How to run a focus group on website usabilty - ideas wanted

By admin on 18/05/2007

I've been tasked with planning a real (as in get a load of people together) forum focus group (edit: I think focus group is a better term than forum) for assessing the usability of a website. I've always wanted to do such an excercise but to date none of the projects i've worked on have either had the budget or appreciation for the value of such a task.

I've a few ideas and some textbook definitions of what such a forum should consist of but I thought I could come up with something far better if I abuse leverage the full potential of the MXNA audience.

My current plan is as follows:

Sessions

We need to do four sessions, i'm thinking about 5 attendees per session and about an hour per session. Any longer and I think we'll struggle to get people to attend (even with a token financial incentive).

Will hire a private room with no distractions.

Setup

Am going to setup 'caves' (XP speak for private single PC desks) with remote monitoring software so I (or the facilitator) can watch but not interfere with user operation. This is so we can replicate how they would likely use the site if they were using the site for real.

Monitoring

Each attendee will be given 5 minutes to familiarise themselves with the site with no other instruction than play around and see what you find. Then 10 minutes to complete a set of tasks.

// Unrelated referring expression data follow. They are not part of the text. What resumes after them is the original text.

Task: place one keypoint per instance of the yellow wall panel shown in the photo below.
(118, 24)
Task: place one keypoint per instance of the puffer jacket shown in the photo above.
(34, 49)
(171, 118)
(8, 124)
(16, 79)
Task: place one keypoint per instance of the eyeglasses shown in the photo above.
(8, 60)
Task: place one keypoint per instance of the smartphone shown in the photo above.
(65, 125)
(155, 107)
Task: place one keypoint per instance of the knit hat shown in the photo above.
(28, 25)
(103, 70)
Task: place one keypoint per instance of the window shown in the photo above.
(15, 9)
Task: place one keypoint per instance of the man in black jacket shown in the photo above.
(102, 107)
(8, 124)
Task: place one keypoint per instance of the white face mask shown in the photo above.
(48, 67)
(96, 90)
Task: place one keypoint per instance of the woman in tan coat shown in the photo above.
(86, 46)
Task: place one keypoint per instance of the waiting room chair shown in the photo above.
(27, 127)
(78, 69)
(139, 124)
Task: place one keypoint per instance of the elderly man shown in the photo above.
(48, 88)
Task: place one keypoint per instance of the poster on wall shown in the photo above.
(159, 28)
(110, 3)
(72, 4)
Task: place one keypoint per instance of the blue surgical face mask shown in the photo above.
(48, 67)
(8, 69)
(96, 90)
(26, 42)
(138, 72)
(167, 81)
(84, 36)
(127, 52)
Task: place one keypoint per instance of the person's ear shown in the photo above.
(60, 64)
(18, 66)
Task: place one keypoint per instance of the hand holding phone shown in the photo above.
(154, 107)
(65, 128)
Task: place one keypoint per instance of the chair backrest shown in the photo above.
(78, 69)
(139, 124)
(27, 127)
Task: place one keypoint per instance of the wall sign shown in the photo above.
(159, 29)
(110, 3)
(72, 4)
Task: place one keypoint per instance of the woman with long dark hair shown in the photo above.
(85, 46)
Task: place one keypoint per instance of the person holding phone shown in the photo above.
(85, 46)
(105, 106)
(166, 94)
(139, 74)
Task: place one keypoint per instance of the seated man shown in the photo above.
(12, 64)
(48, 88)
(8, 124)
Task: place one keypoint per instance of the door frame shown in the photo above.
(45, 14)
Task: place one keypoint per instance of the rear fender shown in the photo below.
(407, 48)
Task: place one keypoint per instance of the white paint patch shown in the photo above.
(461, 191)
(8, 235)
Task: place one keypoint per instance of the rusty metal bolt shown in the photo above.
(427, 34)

I intend to have a list of objectives I can assess each user on by giving a score out of 4 on their competence in using the site (using 4 not 5 so there's not fence sitting, it's either Very Bad, Bad, Good or Very Good) also note any other relevant observations.

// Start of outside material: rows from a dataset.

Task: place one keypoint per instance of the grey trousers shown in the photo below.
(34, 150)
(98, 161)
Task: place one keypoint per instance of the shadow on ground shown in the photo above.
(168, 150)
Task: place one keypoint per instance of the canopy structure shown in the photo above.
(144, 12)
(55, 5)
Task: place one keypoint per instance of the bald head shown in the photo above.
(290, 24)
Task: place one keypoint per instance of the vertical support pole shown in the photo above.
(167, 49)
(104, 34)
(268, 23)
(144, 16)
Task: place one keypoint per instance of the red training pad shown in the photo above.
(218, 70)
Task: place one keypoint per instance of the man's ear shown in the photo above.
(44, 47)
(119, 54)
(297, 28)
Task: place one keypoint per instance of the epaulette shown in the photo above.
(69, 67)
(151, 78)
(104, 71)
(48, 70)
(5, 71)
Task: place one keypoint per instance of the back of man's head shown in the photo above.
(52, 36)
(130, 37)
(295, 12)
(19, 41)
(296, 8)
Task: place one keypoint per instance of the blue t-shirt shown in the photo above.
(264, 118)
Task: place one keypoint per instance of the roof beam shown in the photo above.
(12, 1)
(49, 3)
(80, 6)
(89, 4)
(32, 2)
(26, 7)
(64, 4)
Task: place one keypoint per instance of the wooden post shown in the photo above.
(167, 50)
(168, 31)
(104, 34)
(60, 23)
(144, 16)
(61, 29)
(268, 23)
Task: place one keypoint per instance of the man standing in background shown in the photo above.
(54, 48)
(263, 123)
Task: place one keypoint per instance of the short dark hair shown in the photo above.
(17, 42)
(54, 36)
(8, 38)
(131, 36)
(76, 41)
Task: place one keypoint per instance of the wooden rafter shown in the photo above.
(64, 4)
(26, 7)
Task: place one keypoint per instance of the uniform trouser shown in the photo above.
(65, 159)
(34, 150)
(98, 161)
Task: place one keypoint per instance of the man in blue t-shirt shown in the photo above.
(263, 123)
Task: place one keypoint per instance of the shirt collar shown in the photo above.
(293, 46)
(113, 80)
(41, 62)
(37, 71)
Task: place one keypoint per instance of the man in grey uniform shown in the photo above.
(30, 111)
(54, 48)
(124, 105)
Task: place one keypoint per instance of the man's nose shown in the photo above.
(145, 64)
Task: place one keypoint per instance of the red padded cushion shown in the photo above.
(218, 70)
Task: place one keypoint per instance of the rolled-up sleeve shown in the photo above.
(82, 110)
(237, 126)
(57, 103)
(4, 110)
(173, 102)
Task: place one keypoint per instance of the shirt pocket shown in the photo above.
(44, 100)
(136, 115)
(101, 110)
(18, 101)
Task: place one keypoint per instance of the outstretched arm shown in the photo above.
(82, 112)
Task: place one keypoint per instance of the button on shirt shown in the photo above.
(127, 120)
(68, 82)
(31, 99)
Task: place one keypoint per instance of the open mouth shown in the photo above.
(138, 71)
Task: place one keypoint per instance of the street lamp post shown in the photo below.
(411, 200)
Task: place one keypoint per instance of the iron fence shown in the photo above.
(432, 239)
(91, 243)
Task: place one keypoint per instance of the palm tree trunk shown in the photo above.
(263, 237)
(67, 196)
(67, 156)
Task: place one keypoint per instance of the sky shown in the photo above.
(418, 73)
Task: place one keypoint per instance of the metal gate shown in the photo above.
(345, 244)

I'll also probably record the screens and maybe the user themselves for the option of further review later.

Discussion

Once all 5 have used the site we will move to a 'commons' area where the group can have an open discussion about their experience in using the site. I'll have some leading questions for if the conversation needs any steering or kick-starting but I'd like to keep it as much led by the attendees as possible, whilst I can make claims of being the usability guru, they are the users and will have a far more valuable collective opinion than my own blinkered, tech-led view.

Your Help

I'm interested in any comments you might have on the rough approach outlined about, any suggestions you can make to add to, remove or improve.

Ideas on what to look out for when monitoring users.

The biggest unknown to me is where to get the attendees from, we have some ideas but it's not something we've been tasked with before, if anyone knows of any London-based companies who can arrange this type of thing then i'd be interested to know.

Also any ideas on how to summarise findings and make recommendation, I'm goign to try to record and note as much as possible from the sessions so any decent ideas on how to best summarise and present findings would be much appreciated.

And finally if anyone has any useful references for this type of activity that would also be very useful.

If anyone can offer comment I'd be extremely grateful and I'm intending to blog the progress and findings as we go.